Dave Fargnoli, The Stage: Esta nova versão, reimaginada pelos irmãos Nina e Moses Raine, emprega uma linguagem moderna deliberadamente rústica para transmitir informações sobre os diversos antecedentes de classe dos personagens e seus diferentes graus de desafeição emocional. Cada comentário superficial é contrariado por um pronunciamento filosófico grandiloquente, cada expressão elegante é subestimada por um comentário rude e cheio de palavrões.
Andrzej Lukowski, TimeOut: E, claro, Chekhov é o elefante melancolicamente engraçado na sala agridoce aqui. Suas peças sobre o mesmo tipo de pessoas, ambientadas na mesma época, são tão popularmente imortais — sem mencionar, boas — que é difícil não comparar e contrastar. Summerfolk é uma peça excelente, mas são os momentos em que esta produção se sente menos como Chekhov — quando é mais abrangente ou mais irada — que realmente se destaca. Ainda assim, a história sugere que estamos olhando para algo como um intervalo de 25 anos até que seja encenado novamente.

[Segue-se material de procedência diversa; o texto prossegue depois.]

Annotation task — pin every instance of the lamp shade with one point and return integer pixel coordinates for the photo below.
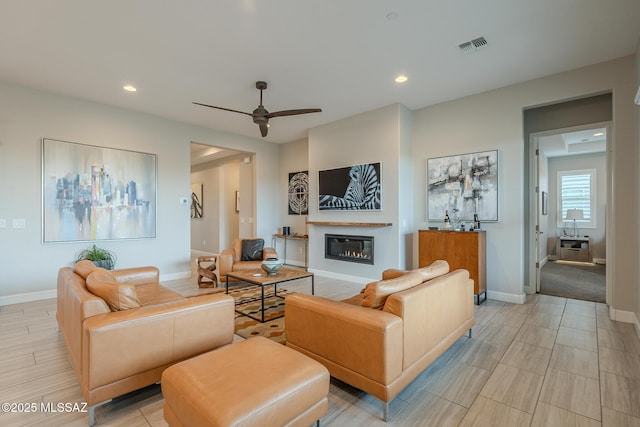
(573, 214)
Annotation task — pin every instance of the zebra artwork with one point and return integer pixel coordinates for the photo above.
(352, 188)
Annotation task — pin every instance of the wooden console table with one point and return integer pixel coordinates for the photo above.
(574, 249)
(461, 249)
(285, 238)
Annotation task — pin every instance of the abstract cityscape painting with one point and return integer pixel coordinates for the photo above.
(351, 188)
(464, 185)
(97, 193)
(298, 193)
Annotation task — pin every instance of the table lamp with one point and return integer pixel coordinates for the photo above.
(573, 214)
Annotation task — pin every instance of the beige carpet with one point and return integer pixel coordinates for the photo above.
(574, 280)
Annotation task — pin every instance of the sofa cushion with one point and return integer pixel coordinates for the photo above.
(376, 293)
(117, 295)
(435, 269)
(252, 249)
(84, 268)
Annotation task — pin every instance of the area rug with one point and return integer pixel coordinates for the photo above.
(274, 307)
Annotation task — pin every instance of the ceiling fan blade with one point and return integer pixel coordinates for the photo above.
(222, 108)
(293, 112)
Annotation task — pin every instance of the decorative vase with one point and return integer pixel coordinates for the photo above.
(272, 265)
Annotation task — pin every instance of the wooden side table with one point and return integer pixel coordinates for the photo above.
(207, 276)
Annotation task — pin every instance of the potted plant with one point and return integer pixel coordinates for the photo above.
(100, 257)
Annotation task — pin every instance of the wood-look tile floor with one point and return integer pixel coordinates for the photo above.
(552, 362)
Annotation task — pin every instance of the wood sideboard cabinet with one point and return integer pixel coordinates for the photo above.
(574, 249)
(461, 249)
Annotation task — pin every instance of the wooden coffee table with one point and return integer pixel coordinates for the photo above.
(258, 277)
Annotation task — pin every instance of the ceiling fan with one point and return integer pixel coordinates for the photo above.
(261, 116)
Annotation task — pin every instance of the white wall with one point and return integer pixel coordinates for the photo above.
(294, 157)
(219, 224)
(366, 138)
(637, 110)
(597, 161)
(546, 242)
(27, 115)
(494, 120)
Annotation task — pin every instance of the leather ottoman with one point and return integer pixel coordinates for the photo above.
(256, 382)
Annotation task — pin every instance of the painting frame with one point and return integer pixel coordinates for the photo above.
(92, 193)
(463, 185)
(298, 193)
(335, 188)
(197, 202)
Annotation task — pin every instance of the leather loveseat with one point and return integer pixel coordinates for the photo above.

Então, esta é uma produção geracional, realmente, e quaisquer que sejam suas falhas, elas não devem afastá-lo de ver o tipo de revival luxuoso para o qual o NT foi feito.

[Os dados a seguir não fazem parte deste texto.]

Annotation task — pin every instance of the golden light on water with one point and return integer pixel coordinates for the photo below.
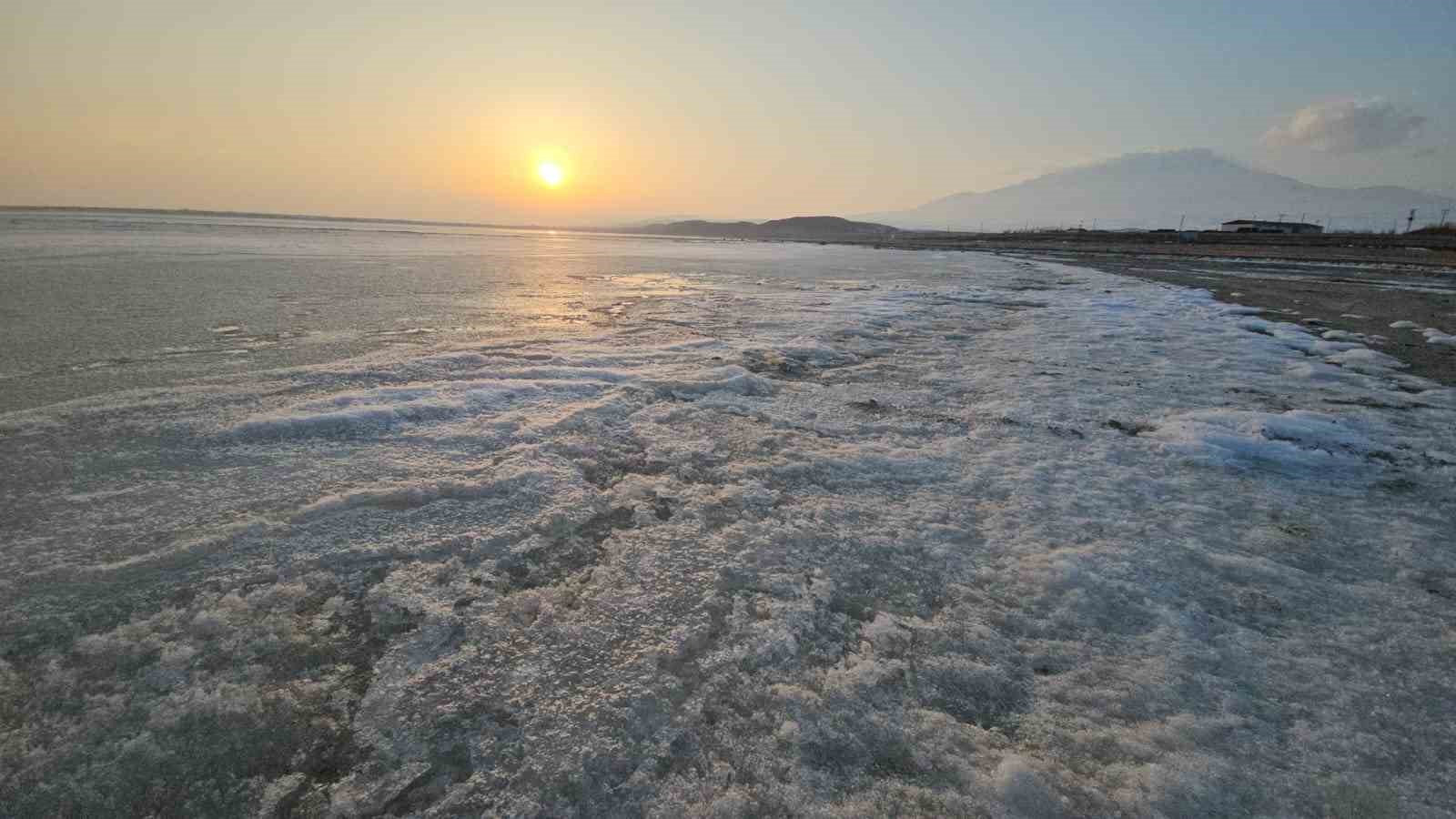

Anya Ryan, London Theatre: A produção está congelada no tempo, com belos figurinos inspirados na era de Peter McKintosh; sua relevância contemporânea já é clara. Mas a equipe Raine atualiza a linguagem para o discurso moderno, criando uma dissonância estranha. Sob a direção de Robert Hastie, os membros do elenco se movem como em um circuito, em cenas de conversas pequenas e teorizações mais grandiosas. São tantos que, às vezes, fica complicado acompanhar. Mesmo assim, o elenco é impecavelmente escolhido.
Nick Curtis, The Standard: O roteiro de Gorky foi dado uma atualização idiossincrática e frequentemente irreverente pelos irmãos Nina Raine e Moses Raine, o que será divisivo, mas que achei extremamente divertido. Uma peça sobre inação traz seus próprios problemas, no entanto: à medida que desavenças domésticas e flertes condenados se desenrolam, você espera em vão que algo significativo aconteça. Talvez seja melhor abordar Summerfolk como um humor.

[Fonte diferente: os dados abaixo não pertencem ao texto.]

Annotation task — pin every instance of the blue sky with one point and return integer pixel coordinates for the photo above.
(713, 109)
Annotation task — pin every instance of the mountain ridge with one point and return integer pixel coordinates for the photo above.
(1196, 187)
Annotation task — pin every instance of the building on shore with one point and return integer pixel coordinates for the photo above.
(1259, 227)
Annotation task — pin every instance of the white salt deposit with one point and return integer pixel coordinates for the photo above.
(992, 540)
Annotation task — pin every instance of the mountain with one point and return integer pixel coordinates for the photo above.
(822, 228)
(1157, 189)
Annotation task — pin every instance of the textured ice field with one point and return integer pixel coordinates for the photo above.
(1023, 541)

Sarah Crompton, WhatsOnStage: O ponto de Gorky é político. Estes advogados, médicos e engenheiros são filhos dos pobres. Eles subiram a duras penas para alcançar riqueza e respeito, mas agora que conseguiram a superioridade, não prestam atenção àqueles que ainda lutam. A médica Maria Lvovna (Mitchell) é a única voz da consciência liberal, constantemente cutucando os outros sobre fazer o bem. Sua amiga, Varvara (Sophie Rundle, maravilhosamente passiva e ainda fervendo) vê o tédio fatal e o desperdício, mas se vê presa no mundo misógino e limitado representado por seu marido Bassov (Ready, encantador, alarmante e muito engraçado).
Clive Davis, The Times: Frases modernas como “número apertado” são espalhadas aqui e ali. Como na tradução que Nick Dear forneceu para Nunn há um quarto de século, há uma quantidade considerável de palavrões, mas nunca é gratuito. Gorky dirigiu sua ira ao que via como a irresponsabilidade das classes médias, mas dado o que sabemos agora sobre o sistema brutal que estava prestes a varrê-los, é difícil julgá-los. E os momentos em que falam sobre o sentimento de desenraizamento que os assombra mesmo depois de terem ascendido no mundo são quase insuportavelmente comoventes. Esta é uma peça que mistura risos com lágrimas.